Pastor Ted Wilson ist mit Nancy Louise Vollmer, einer Physiotherapeutin, verheiratet, sie haben drei erwachsene Kinder. An der adventistischen Andrews Universität in Berrien Springs, Michigan/USA, erlangte Wilson den akademischen Grad Master of Divinity (MDiv) in Theologie und an der Loma Linda Universität in Kalifornien den Master of Science (MSc) im Gesundheitswesen. An der New York University promovierte er in Philosophie mit einer Arbeit über Religionspädagogik.

Wilsons Vorgänger im Amt des Generalkonferenzpräsidenten, der norwegische Pastor Jan Paulsen, war erst der dritte Amtsinhaber der seit 1863 bestehenden evangelischen Freikirche, der nicht aus den Vereinigten Staaten stammt. Die beiden anderen waren der Norweger Ole A. Olsen (1888-1897) und der Australier Charles H. Watson (1930-1936). Paulsen amtierte von 1995 bis 1999 als einer der Vizepräsidenten der Generalkonferenz. Davor leitete er zwölf Jahre lang die Trans-Europa Kirchenleitung mit Sitz in St. Albans/England. Außerdem fungierte er als Dozent der Lehrerausbildungsstätte in Bekwai/Ghana, als Rektor des Westafrikanischen Theologischen Seminars in Nigeria und des Newbold College der Freikirche in England. 1972 promovierte Paulsen an der evangelischen Fakultät der Universität Tübingen über das Neue Testament.

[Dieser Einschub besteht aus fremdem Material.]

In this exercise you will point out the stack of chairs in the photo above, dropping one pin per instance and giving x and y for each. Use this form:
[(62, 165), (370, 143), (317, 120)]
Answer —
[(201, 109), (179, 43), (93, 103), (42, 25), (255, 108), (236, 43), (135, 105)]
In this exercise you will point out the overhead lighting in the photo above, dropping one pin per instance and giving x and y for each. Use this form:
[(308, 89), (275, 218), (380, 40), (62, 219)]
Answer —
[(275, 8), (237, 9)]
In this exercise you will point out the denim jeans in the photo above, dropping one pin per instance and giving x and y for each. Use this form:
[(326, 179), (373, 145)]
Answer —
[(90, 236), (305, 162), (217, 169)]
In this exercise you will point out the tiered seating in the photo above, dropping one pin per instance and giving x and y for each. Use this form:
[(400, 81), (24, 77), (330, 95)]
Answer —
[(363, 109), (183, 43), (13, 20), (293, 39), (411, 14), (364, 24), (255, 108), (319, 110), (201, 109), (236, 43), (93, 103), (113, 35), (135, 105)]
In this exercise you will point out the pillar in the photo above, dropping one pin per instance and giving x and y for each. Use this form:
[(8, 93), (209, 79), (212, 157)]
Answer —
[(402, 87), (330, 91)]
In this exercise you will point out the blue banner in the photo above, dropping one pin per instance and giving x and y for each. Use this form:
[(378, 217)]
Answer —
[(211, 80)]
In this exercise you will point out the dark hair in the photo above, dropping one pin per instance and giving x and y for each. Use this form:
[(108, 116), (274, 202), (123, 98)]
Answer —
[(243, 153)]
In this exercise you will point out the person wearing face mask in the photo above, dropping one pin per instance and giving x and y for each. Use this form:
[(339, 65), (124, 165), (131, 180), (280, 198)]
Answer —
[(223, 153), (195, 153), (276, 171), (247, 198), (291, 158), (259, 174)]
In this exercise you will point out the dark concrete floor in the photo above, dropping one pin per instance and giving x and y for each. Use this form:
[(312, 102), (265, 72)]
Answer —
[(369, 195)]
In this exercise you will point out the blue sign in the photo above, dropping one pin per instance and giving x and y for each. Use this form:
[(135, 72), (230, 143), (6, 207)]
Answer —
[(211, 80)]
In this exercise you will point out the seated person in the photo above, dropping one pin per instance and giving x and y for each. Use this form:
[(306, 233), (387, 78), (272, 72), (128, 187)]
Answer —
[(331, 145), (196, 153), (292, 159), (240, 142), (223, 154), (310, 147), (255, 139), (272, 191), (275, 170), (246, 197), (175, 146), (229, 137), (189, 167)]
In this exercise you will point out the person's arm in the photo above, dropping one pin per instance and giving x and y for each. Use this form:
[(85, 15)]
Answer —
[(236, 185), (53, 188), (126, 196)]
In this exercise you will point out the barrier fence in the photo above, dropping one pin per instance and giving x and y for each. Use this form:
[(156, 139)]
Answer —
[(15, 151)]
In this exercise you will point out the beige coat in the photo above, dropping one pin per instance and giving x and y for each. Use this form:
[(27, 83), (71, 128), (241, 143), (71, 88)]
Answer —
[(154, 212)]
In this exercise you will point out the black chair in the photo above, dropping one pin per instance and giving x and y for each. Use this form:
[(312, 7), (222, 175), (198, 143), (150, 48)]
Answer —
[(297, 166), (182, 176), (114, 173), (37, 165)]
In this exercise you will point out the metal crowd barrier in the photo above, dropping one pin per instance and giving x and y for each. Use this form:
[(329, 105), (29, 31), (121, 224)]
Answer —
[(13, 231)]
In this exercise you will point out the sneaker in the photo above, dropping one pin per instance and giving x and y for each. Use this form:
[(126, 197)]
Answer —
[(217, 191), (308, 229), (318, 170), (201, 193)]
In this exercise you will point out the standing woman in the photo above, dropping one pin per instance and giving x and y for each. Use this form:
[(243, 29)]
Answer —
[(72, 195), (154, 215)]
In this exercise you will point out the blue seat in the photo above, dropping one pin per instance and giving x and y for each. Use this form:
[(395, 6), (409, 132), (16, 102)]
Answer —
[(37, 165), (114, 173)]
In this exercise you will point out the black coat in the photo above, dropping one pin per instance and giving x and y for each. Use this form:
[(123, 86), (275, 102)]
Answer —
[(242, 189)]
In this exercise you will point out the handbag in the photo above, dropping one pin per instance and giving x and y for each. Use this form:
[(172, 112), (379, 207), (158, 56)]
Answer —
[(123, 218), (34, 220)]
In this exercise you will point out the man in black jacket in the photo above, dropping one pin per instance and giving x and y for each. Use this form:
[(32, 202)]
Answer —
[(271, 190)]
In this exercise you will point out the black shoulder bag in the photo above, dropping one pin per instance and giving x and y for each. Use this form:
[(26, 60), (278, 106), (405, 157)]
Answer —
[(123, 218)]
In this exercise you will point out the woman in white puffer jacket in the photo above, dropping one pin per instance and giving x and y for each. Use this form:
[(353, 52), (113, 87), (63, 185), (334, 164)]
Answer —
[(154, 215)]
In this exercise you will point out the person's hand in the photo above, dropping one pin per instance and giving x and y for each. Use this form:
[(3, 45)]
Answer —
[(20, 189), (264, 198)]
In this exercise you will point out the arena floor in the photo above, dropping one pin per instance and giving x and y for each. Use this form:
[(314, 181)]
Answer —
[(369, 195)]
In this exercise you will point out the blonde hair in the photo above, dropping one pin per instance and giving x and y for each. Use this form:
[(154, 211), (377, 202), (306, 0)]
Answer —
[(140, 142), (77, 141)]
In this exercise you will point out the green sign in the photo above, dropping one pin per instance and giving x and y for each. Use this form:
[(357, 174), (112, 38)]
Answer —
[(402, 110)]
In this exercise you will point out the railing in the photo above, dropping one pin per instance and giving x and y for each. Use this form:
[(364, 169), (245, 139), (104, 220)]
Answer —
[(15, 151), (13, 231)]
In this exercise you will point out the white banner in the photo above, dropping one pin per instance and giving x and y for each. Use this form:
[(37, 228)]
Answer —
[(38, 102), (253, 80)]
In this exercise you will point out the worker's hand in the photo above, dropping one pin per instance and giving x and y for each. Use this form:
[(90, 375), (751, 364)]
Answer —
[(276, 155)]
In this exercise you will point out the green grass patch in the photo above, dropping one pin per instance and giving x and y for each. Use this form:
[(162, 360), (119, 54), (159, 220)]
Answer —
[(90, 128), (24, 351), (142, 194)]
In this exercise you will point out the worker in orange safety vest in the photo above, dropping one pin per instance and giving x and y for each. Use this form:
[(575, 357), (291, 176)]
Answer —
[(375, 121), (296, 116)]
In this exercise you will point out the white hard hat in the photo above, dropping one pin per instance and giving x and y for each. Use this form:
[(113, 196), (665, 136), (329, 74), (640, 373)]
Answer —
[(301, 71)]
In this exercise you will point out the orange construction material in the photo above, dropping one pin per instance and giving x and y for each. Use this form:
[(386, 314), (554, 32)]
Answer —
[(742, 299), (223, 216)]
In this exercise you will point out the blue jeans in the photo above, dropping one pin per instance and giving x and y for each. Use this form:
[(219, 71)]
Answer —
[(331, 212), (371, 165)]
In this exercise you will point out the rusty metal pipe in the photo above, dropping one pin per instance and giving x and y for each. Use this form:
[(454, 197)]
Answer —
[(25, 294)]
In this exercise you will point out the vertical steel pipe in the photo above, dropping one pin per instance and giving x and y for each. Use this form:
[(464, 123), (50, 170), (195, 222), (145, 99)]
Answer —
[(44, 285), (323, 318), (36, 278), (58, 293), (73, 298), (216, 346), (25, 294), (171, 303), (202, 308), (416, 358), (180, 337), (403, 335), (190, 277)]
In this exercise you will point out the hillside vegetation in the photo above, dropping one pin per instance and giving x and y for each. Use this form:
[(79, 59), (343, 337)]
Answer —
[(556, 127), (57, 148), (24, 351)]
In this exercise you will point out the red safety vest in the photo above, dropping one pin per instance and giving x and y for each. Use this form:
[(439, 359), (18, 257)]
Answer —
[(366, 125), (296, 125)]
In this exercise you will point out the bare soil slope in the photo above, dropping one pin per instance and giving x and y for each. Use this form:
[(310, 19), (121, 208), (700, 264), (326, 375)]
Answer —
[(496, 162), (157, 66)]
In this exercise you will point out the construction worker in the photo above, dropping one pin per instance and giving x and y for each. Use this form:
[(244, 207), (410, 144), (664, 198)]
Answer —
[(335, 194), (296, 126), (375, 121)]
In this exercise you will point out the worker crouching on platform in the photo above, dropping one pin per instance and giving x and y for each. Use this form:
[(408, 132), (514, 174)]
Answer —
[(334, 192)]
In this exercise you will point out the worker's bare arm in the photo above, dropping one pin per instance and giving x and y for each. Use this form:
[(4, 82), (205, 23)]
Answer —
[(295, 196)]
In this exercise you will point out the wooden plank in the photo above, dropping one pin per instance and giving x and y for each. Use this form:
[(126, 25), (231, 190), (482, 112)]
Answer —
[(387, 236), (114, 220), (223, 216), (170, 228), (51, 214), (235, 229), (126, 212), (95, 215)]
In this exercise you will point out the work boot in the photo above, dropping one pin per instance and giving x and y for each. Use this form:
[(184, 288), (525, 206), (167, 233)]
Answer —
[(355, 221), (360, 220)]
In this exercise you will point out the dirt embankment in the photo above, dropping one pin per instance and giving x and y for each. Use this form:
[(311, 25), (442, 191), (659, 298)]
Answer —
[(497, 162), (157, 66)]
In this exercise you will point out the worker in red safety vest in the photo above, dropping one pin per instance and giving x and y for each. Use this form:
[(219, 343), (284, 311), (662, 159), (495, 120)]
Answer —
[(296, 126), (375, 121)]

Als die Generalkonferenz 1863 in Battle Creek, Michigan/USA, gegründet wurde, gehörten ihr sechs Vereinigungen mit 125 Gemeinden, 30 Pastoren und 3.500 Mitgliedern an, die alle in den Vereinigten Staaten lebten. Heute wohnen nur noch knapp sieben Prozent der weltweit über 16 Millionen Mitglieder in Nordamerika. Die meisten sind in Afrika (5,7 Millionen) und Lateinamerika (5,3 Millionen), gefolgt von Asien (3,1 Millionen), Nordamerika (1,1 Millionen), Australien/Ozeanien (410.000) und Europa (400.000). Das hat auch Auswirkungen auf die Zusammensetzung der Delegierten bei der Weltsynode in Atlanta. Von den 2.488 Abgeordneten kommen 578 aus Afrika, 687 aus Lateinamerika, 424 aus Asien, 270 aus Nordamerika, 113 aus Australien/Ozeanien und 416 aus Europa, deren Delegierte überproportional vertreten sind.